I was scared. The movement was so violent I couldn’t pump. I couldn’t do anything. I must have passed out from sheer exhaustion when I suddenly saw again the figure standing over the quarter berth, and the thing in his hand was a winch handle. I was seeing it vaguely now, as though from a long way away. I saw the man’s arm come up. The metal of the winch handle gleamed. I saw him strike, and as he struck the figure in the bunk moved, rolling out on to the floorboards and coming up in a crouch, his head gashed and blood streaming. There was fear there. I can remember fear then as something solid, a sensation so all-pervading it was utterly crushing, and then the winch handle coming up again and the victim’s reaching out to the galley where a knife lay, the fingers grasping for it.
I opened my eyes and a star streaked across the swaying hatch. I was on the floor, in a litter of galley equipment, and I had a knife in my hand. As I held it up, staring at it, dazed, the star streaked back across the hatch, the bottom of the mizzen sail showing suddenly white. The significance of that took a moment to sink in, so appalled was I by my experience. The star came and went again, the sail momentarily illumined; then I was on my feet, clawing my way into the cockpit.
The sky was clear, studded with stars, and to the north the beam of Sumburgh Light swung clear. The fog had gone. There was a breeze from the east now. Somehow I managed to get the genoa hoisted, and inside of half an hour I was sailing in quiet waters clear of the roost.

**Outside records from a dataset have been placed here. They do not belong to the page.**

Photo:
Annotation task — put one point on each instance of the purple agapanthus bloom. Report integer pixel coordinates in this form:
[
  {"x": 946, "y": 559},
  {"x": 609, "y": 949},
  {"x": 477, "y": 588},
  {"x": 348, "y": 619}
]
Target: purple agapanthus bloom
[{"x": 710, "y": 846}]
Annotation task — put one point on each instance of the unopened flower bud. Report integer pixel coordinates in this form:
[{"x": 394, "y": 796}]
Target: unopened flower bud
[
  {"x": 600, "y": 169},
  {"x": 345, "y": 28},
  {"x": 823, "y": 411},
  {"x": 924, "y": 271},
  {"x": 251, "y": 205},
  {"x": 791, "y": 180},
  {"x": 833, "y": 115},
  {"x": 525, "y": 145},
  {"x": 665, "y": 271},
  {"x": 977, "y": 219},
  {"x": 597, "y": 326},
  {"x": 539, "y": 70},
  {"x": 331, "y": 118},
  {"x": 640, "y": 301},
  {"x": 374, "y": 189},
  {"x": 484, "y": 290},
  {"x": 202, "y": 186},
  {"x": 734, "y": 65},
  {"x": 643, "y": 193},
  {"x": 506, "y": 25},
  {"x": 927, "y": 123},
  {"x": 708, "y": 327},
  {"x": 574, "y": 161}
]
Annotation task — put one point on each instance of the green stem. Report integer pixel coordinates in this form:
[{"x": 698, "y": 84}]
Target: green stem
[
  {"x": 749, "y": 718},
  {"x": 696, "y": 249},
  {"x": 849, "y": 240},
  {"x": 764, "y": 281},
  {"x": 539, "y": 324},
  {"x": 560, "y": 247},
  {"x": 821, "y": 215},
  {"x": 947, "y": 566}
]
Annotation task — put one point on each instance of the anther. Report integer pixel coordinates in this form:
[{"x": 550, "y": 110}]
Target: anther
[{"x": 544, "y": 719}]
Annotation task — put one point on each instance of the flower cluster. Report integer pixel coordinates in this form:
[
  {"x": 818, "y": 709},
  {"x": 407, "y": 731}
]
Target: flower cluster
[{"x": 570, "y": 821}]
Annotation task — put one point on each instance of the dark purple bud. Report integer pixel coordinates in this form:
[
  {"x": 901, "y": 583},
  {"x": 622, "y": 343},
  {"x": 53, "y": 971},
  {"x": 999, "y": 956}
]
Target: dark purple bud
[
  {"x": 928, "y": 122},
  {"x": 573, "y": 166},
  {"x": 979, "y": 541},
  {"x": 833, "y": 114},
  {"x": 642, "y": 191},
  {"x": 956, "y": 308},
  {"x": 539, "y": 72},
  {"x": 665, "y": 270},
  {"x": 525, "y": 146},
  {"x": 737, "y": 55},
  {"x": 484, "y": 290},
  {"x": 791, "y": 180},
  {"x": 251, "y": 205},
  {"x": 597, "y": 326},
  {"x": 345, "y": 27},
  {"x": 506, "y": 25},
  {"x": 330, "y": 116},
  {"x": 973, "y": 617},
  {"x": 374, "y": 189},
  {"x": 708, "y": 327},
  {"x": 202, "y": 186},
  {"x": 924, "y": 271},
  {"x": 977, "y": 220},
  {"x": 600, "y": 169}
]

I went below then and started clearing up the mess. The quarter berth was a tumbled pile of books from the shelf above, and as I was putting them back, a photograph fell to the floor. It showed a man and a woman and two children grouped round the wheel. The man was about 45, fair-haired with a fat, jolly face, his eyes squinting against bright sunlight. I have that picture still, my only contact with the man who had owned
By nightfall I was in Scalloway, tied up alongside a trawler at the pier. I didn’t sell the boat. I couldn’t afford to. And I didn’t talk about it. Now that I had seen his picture, knew what he looked like, it seemed somehow less disturbing. I made up my mind I would have to live with it, whatever it was.

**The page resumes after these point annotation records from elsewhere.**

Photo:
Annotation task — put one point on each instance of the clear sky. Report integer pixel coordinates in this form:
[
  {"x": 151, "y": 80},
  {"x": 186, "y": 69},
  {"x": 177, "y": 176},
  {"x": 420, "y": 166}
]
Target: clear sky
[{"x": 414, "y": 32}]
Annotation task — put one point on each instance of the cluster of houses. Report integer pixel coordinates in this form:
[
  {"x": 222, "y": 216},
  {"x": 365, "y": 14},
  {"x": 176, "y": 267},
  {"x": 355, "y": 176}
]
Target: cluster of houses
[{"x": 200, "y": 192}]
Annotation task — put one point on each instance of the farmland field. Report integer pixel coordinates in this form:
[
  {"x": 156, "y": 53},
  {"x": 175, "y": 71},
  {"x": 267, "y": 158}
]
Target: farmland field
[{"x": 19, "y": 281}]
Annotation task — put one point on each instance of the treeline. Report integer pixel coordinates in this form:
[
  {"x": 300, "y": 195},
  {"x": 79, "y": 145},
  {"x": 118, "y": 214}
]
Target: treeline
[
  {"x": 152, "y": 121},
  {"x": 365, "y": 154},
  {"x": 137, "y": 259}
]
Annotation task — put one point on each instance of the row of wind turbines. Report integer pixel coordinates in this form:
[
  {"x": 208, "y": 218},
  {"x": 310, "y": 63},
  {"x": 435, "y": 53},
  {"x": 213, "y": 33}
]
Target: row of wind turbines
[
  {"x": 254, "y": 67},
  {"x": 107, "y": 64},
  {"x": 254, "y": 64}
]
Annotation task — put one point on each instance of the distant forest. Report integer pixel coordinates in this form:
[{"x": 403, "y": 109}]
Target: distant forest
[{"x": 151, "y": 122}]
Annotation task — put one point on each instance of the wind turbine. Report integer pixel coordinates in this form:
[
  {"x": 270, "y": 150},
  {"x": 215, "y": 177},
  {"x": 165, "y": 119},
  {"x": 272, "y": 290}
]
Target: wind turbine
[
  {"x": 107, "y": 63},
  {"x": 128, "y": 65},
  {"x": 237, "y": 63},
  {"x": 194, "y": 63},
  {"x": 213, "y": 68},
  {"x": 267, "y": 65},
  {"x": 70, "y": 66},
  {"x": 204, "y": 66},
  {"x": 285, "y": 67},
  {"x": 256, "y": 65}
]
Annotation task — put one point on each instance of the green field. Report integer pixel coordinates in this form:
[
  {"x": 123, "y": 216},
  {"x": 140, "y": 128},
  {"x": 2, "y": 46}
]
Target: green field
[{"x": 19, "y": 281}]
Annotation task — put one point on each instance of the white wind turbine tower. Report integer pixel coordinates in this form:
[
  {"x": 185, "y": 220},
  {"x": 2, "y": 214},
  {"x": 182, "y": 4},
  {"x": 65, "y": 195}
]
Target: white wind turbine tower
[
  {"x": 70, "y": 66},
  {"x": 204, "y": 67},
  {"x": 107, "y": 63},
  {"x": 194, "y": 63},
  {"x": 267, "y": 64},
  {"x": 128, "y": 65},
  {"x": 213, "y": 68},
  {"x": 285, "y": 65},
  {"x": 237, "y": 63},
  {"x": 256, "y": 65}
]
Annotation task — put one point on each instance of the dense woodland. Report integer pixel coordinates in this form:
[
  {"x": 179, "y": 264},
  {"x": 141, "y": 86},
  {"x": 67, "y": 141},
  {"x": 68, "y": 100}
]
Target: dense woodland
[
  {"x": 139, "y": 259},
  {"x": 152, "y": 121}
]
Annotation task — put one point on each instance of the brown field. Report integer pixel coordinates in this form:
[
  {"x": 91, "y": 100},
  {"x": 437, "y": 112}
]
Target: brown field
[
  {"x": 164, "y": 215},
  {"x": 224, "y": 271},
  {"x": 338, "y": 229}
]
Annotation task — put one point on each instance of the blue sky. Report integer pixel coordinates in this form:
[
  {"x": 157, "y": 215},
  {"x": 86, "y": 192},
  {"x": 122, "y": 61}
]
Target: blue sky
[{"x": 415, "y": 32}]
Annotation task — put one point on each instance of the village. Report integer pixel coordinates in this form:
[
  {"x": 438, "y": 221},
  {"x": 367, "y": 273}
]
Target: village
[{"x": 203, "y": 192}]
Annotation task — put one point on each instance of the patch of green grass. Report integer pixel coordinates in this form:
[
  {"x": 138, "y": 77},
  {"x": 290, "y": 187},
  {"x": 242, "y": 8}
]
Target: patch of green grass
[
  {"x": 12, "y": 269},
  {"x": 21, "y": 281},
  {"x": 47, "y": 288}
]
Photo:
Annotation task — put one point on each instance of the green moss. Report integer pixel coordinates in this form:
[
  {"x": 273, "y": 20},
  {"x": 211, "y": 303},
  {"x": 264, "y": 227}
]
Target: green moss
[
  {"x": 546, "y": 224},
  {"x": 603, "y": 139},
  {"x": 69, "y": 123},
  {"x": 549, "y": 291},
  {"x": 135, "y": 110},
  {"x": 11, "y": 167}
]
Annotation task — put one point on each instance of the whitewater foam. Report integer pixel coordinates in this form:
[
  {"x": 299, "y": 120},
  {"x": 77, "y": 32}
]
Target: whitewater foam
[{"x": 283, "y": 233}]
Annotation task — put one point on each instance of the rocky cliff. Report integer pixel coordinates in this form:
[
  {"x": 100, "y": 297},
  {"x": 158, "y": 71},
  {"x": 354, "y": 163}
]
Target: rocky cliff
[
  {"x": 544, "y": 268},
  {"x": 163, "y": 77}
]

I never again used the quarter berth – in fact, I ripped it out of her before I left Scalloway. Sailing south I thought a lot about him in the long night watches. But though I speculated on what must have happened, and sometimes felt he was with me, I was never again identified with him.
Maybe I was never quite so tired again. But something I have to add. From the Azores I headed for Jamaica, and as soon as I arrived in Kingston the boat was the focus of considerable interest. She had apparently been stolen. At least, she had disappeared, and her owner with her. Hi-jacked was the word his solicitors used, for a merchant seaman named O’Sullivan, serving a six-year sentence for armed robbery, had escaped the night before and had never been heard of since. The police now believed he had boarded the boat, hi-jacked her and her owner and sailed her across the Atlantic, probably with Ireland as his objective.
I didn’t attempt to see his wife. My experience – what I thought I now knew – could only add to her grief. I sailed at once for the Canal. But though I have tried to put it out of my mind, there are times when I feel his presence lingering. Maybe writing this will help. Maybe it will exorcise his poor, frightened ghost from my mind – or from the boat – whichever it is.